According to data released by the Oregon Government Ethics Commission this week, Everytown for Gun Safety spent over $750,000 to pass expanded background check laws.
The total figures show that Everytown for Gun Safety Action Fund spent some $764,231 in lobbyist expenditures from January through June including $157,961 in the first quarter and $606,270 reported in the second.
In opposition, the National Rifle Association paid $48,572 for the same period.
Everytown, backed in large part from personal donations from former New York Mayor Michael Bloomberg, made Oregon a target for expanding background checks after spending millions to help support a ballot initiative to do the same in neighboring Washington in 2014.
The increase in spending over last year’s figures in Oregon by the gun control organization is meteoric.
In 2014, data show the NRA, combined with gun industry trade group the National Shooting Sports Foundation, spent a total of $48,369, which outpaced Everytown’s $32,689 and Cease Fire Oregon’s $4,250 by a slight margin. While the pro-gun groups spent largely the same amount in the first half of 2015, it was pennies on the dollar when compared to Bloomberg.
The cash influx seems to have worked as Oregon’ Senate passed the background check legislation endorsed by Everytown by a 17-13 party line vote in April despite much public debate while the House approved it by a 32-28 vote the next month.
Democratic Gov. Kate Brown signed the bill into law in May, making Oregon the eighth state to mandate background checks on virtually all gun transfers.
Those who conduct a transfer without a background check and federal paperwork risk a Class A misdemeanor for their first offense, which could lead to up to a year in jail and fines of up to $6,250. Subsequent violations would be a felony that could earn the violator up to five years in state prison.
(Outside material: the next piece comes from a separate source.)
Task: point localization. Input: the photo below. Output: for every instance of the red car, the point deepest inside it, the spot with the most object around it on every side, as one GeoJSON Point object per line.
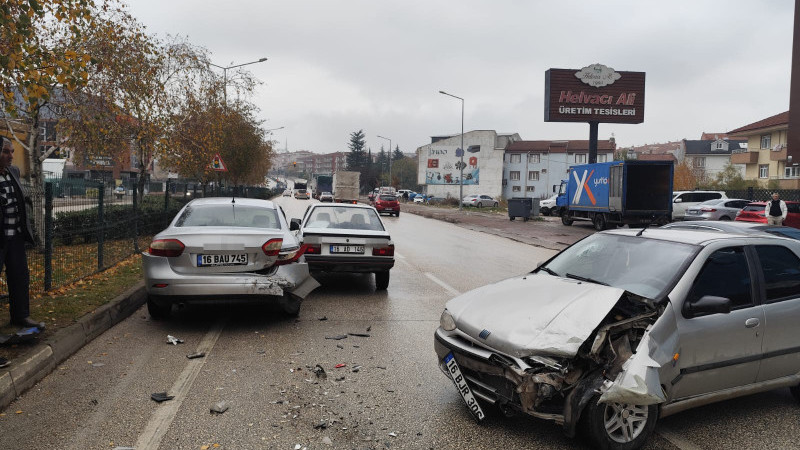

Everytown so far this year has spent far more on lobbying in the state than any registered group according to the OGEC figures. The next closest reported expenditure came from the Oregon Education Association who spent $280,177 – a figure less than half Everytown’s amount – to campaign for strengthened public education measures and a student assessment bill of rights.
This is not the first time the Bloomberg group dug deeper than gun rights organizations in a move to pass expanded background checks.
A previous Guns.com report detailed how Everytown and a local group spent $129,346 lobbying in favor of increased regulation in Vermont while the NRA and their state affiliate only put in $27,071.
However, despite the nearly five to one ratio, gun control advocates lost the Vermont fight in the face of strong opposition from grassroots organizations.